Let $B=(2b,0)$, $C= (2c,0)$, $A= (0,2a)$ and $A'= (2t,0)$, for some fixed $a,b,c$ and variable $t$. The midpoint of $A'B$ is $N = (b+t,0)$. Since $B'$ is on a line $$AC:\;\;\;{x\over 2b}+{y\over 2c}=1$$ we have $$B' = (b+t,{a(b-t)\over b}) $$ and analougly we get $$C' = (c+t,{a(c-t)\over c}) $$
Now the slope of segment $B'C'$ is $$k= {at\over bc}$$ so the slope of $d$ is $$k' = -{1\over k} = -{bc\over at}$$
So the line $d$ has equation $$ y= {bc\over at}x +{2bc\over a}$$
which means that this line goes always through the point $F=(0,{2bc\over a})$.

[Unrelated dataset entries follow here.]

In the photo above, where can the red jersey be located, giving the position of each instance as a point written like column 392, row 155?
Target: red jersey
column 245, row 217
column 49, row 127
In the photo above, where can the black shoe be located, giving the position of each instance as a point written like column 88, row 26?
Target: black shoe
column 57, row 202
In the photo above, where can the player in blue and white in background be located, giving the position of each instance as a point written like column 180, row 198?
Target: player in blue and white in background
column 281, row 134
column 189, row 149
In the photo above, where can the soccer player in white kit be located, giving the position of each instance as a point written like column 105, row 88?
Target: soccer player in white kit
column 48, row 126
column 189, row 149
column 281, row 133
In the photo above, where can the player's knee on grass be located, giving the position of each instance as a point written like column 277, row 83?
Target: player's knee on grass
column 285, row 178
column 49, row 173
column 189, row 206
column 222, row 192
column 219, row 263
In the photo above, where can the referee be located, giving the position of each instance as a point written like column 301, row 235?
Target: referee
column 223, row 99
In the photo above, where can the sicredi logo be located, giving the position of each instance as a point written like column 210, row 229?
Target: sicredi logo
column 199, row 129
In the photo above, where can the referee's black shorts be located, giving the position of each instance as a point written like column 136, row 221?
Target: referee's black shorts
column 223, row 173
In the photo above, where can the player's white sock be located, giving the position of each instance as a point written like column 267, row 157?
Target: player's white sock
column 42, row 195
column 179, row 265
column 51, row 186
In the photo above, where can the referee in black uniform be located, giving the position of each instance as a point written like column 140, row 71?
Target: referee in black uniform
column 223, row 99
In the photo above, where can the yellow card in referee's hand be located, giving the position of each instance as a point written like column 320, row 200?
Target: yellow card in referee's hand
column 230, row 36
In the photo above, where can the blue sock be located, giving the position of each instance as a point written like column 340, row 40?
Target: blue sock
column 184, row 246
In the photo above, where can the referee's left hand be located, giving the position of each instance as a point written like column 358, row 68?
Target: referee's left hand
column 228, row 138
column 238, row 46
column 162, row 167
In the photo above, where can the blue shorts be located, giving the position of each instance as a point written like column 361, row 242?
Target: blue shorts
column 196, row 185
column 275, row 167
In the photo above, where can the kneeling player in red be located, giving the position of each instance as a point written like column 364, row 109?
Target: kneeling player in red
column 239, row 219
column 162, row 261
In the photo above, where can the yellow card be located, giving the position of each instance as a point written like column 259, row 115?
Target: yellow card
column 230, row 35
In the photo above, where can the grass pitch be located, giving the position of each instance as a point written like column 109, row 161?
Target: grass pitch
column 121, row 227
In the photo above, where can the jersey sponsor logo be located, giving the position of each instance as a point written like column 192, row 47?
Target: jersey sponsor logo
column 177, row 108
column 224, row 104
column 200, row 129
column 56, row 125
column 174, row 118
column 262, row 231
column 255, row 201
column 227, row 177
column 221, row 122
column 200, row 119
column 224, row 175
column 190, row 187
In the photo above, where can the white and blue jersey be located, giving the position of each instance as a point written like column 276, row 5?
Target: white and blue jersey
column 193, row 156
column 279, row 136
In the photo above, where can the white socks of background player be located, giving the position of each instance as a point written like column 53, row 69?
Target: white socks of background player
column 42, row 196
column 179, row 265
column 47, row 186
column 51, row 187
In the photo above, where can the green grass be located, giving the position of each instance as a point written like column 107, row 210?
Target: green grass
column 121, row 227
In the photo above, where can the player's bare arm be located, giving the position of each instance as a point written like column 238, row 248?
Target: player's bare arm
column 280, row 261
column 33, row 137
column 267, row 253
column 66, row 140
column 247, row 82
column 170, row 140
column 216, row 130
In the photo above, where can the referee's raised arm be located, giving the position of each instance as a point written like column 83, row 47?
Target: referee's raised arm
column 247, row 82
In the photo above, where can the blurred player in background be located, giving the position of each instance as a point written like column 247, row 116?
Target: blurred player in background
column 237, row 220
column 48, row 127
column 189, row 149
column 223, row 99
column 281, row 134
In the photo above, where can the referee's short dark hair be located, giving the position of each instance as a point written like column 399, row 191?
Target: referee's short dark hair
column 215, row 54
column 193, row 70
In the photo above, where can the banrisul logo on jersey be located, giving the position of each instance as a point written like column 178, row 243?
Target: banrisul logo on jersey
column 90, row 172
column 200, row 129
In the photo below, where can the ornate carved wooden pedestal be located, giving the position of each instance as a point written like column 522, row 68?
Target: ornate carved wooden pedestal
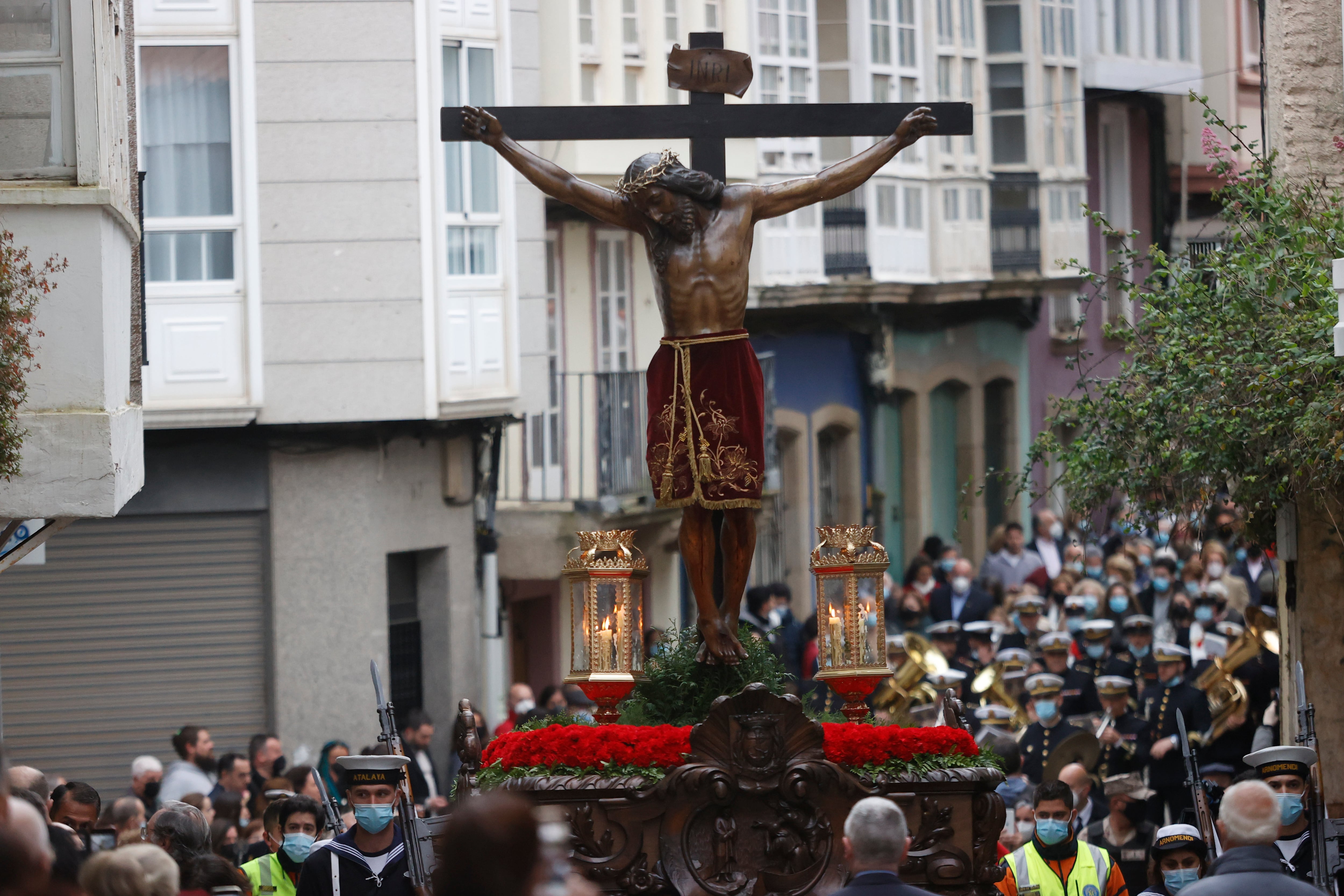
column 760, row 811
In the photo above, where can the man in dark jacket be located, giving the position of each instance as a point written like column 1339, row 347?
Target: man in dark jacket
column 875, row 844
column 1250, row 866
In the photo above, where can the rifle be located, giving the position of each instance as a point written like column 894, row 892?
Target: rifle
column 419, row 833
column 1203, row 816
column 330, row 806
column 1326, row 832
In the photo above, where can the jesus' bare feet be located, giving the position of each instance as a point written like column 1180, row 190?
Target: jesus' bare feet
column 720, row 643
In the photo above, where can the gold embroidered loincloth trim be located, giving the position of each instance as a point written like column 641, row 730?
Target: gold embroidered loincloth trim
column 702, row 465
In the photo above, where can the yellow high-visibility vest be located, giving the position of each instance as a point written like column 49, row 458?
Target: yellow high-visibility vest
column 1034, row 876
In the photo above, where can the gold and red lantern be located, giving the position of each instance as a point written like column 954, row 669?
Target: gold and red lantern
column 849, row 567
column 605, row 580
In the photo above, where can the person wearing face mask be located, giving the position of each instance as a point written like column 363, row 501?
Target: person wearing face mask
column 1095, row 641
column 1288, row 770
column 1160, row 703
column 1049, row 542
column 1124, row 743
column 1135, row 660
column 195, row 772
column 1014, row 563
column 1026, row 624
column 1049, row 730
column 1156, row 598
column 291, row 837
column 960, row 600
column 1056, row 863
column 369, row 859
column 1078, row 694
column 1125, row 833
column 1179, row 859
column 1217, row 570
column 1252, row 566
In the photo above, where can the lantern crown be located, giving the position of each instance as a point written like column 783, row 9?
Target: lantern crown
column 607, row 550
column 847, row 545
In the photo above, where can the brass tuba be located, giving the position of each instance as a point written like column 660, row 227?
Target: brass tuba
column 906, row 687
column 1226, row 694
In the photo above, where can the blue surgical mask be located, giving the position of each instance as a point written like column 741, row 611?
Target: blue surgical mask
column 1179, row 879
column 1289, row 808
column 1052, row 831
column 373, row 817
column 299, row 845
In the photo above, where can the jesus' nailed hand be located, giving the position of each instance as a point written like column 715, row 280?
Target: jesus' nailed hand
column 706, row 441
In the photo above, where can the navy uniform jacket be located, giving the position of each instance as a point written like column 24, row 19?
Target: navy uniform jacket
column 880, row 883
column 1143, row 673
column 1159, row 707
column 357, row 879
column 1131, row 754
column 1035, row 745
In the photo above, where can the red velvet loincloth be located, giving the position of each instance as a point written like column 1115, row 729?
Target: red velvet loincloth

Let $P$ be a point symmetric to $A'$ with respect to line $B'C'$. Firstly, $\angle B'PC'=\angle B'A'C'$ and $\angle B'A'C'=\angle BAC$ (it's easy angle computations). Hence, $\angle B'AC'=\angle B'PC'$, so quadrilateral $B'PAC'$ is cyclic. It means that $\angle PB'B=\angle PC'C$. Also, due to symmetry and properties of perpendicular bissectors $B'P=B'A'=B'B$ and $C'P=C'A'=C'C$, so triangles $BB'P$ and $CC'P$ are isosceles (and similar). Consequently, $\angle PBB'=\angle PC'C$, so quadrilateral $BPAC$ is also cyclic. Let $Q$ be the point on circumcircle of triangle $ABC$ such that $AQ\perp BC$. We will prove that $PQ$ passes through point $A'$. To do that it is sufficient to prove that $$ \frac {S_{PBQ}}{S_{PCQ}}=\frac {BA'}{A'C}. $$ However, $S_{PBQ}=PB\cdot BQ\cdot \sin \angle PBQ$ and similar for $PCQ$. Since $\angle PCQ+\angle PBQ=180^{\circ}$ we obtain $\frac {S_{PBQ}}{S_{PCQ}}=\frac {BP\cdot BQ}{CP\cdot CQ}$. Now note that $\frac {BP}{CP}=\frac {BB'}{CC'}$ and $BA'=2\cos \angle B'BA' \cdot BB'$ and $CA'=2\cos \angle C'CA\cdot CC'$. Thus, it's sufficient to prove that $\frac {BQ}{CQ}=\frac {\cos \angle B}{\cos\angle C}$. But this follows from sine theorem and equalities $\angle BAQ=90^{\circ}-\angle B$ and $\angle CAQ=90^{\circ}-\angle C$.